A los 72 años,
una se encuentra tan cerca del piso, fue como si el cuerpo se hubiera achicado.
Se apilan los huesos, salen suplementarios conocidos vulgarmente por juanetes.
Los tobillos se carrujan o se ponen flacos. Duelen los pies lo mejor es caminar
descalza, a la orilla del mar o en las baldosas de una casa.
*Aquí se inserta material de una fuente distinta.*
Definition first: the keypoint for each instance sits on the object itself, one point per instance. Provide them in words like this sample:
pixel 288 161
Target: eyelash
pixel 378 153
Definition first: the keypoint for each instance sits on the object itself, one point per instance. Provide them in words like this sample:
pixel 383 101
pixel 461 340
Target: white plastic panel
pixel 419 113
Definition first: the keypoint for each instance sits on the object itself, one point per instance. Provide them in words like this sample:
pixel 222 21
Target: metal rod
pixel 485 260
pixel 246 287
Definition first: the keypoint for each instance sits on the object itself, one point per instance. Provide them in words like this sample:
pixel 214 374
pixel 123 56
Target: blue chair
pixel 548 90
Las manos se
cubren de manchitas oscuras y la cara de lunares pinchudos.
Uno no recuerda
cuántos años tienen sus nietos, equivoca los nombres y las fechas de
cumpleaños. Sucede que las nueras carecen de existencia. A los 72, dudan si
tienen 75 o 70. A los hijos los adoran, aparecen de cuando en cuando, aunque
vivan a la vuelta.
Se pierde la
vista, los dientes y el oído. En el silencio de vivir sola, suelen hablar y
llegar a pelearse con el gato, como perro y gato.
“Vengo acá para
protegerte…” Mira una película Netflix y
le dan ganas que le pase lo mismo, “Vengo acá para protegerte…”. A los 72 se
piensa así, necesita alguien que la proteja, uno de sus hijos, un nieto y hasta
una nuera aceptaría. Está sola y su soledad la protege.
Vienen sus
hijos, sus nietos y nueras. Les abre la puerta y desconoce a todos.
—No sé quiénes
serán ustedes.—y les cerró la puerta en la cara.